The other problem for France is that there are too many growers across the globe producing too much wine - and too few people drinking it, despite the opening of new markets in India and China.
In the past, the European Union subsidised the planting of vines, but now it is underwriting crisis distillations to try to reduce excess production, with many parts of France hard-hit by the crisis.
Bernard Richard is suffering the bitter consequences. Every day, he and his family can see the grand old house they used to live in from the caravan that is now their home.
His family has made wine for generations at Chateau Fourton La Garenne, but prices for his grape harvest have all but collapsed.
"It's a catastrophe. What's happening now is that those in charge want to get rid of us, the smaller producers, so that France will be left only with the big wine producers, who can compete with the Americans or the Australians," he says angrily.

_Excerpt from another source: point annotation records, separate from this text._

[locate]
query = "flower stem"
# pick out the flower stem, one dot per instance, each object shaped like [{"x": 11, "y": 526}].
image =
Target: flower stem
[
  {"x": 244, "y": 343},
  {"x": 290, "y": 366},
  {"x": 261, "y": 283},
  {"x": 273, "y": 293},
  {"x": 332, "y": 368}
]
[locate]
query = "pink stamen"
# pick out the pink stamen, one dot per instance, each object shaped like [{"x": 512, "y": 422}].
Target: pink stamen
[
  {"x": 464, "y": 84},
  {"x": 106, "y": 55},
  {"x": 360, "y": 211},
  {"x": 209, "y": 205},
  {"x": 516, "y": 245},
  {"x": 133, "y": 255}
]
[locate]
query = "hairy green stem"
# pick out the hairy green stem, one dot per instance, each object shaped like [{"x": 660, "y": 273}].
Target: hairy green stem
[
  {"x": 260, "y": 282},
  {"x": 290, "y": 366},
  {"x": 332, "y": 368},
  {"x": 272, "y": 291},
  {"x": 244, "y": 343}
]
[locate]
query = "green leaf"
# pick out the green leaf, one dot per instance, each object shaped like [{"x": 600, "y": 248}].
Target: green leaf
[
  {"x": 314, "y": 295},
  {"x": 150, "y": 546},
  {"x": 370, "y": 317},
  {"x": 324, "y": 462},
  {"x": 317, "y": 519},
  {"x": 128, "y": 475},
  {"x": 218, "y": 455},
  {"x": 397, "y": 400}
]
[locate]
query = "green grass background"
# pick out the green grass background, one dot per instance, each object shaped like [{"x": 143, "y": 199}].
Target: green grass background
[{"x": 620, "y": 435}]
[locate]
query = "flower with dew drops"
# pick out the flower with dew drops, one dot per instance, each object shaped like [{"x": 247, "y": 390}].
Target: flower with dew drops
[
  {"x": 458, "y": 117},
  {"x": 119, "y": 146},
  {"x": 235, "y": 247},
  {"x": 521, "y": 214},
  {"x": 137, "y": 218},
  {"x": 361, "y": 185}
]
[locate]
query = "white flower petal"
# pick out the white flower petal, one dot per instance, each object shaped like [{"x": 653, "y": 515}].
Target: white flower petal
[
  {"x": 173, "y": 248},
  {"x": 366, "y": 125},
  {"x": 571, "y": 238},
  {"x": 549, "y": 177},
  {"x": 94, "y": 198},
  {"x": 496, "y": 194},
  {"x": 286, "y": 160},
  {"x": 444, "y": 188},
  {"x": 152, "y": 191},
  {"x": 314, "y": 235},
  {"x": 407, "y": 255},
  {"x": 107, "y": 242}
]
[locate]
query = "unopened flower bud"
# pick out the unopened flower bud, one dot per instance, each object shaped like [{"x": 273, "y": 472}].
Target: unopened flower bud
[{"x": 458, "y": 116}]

Mr Richard and his wife made the decision to sell their home in order to keep their business on their 30th wedding anniversary.
Crisis distillation
Some wine-growers here admit that complacency may have added to their woes.
Bernard Farges of Chateau de l'Enclos is one of many growers in Bordeaux who is likely to be forced into crisis distillation - with a portion of his lovingly-grown wine due to be turned into ethanol.
The EU will pay a subsidy for each litre, plus a small extra tranche of money from the local wine-growers' co-operative, making it more profitable for growers here to distil their wine into undrinkable pure alcohol than to sell it.
"The crisis distillation is by its very nature a proof of failure," Mr Farges tells me, gesturing at his carefully tended vines that weave their intricate patterns across the hillsides.
"But this failure is the result of bad decisions taken over a long period by our collective masters. Somehow, they thought wine wasn't a product like any other. But alas, it is - and however nice it is to drink, we can't carry on producing more than we can sell."
'Fine tradition'
In the long-term, the EU wants wine-makers in France, Spain and Italy to pull up an eighth of Europe's vines, a radical measure which some French regions are beginning to accept and even act upon.
Yet wine critic Francois Despagne believes that the Bordeaux region itself still has a bright future, however great the competition from New World wines.
"We have our history, our work, a fine tradition and a way of doing things that has been tested by time," he says with a smile, as he raises a glass of the rich red produce of St Emilion - a picturesque hillside town in Bordeaux whose grand caramel-colour stone buildings grew from the profits of the vine.
"I don't say we are the best in the world, but we produce very, very good wine. For me, Bordeaux is still a dream wine and definitely one for the future."
Smaller wine-growers here hope desperately that he is right, if the vineyards of Bordeaux are to stop their lifeblood slowly draining away.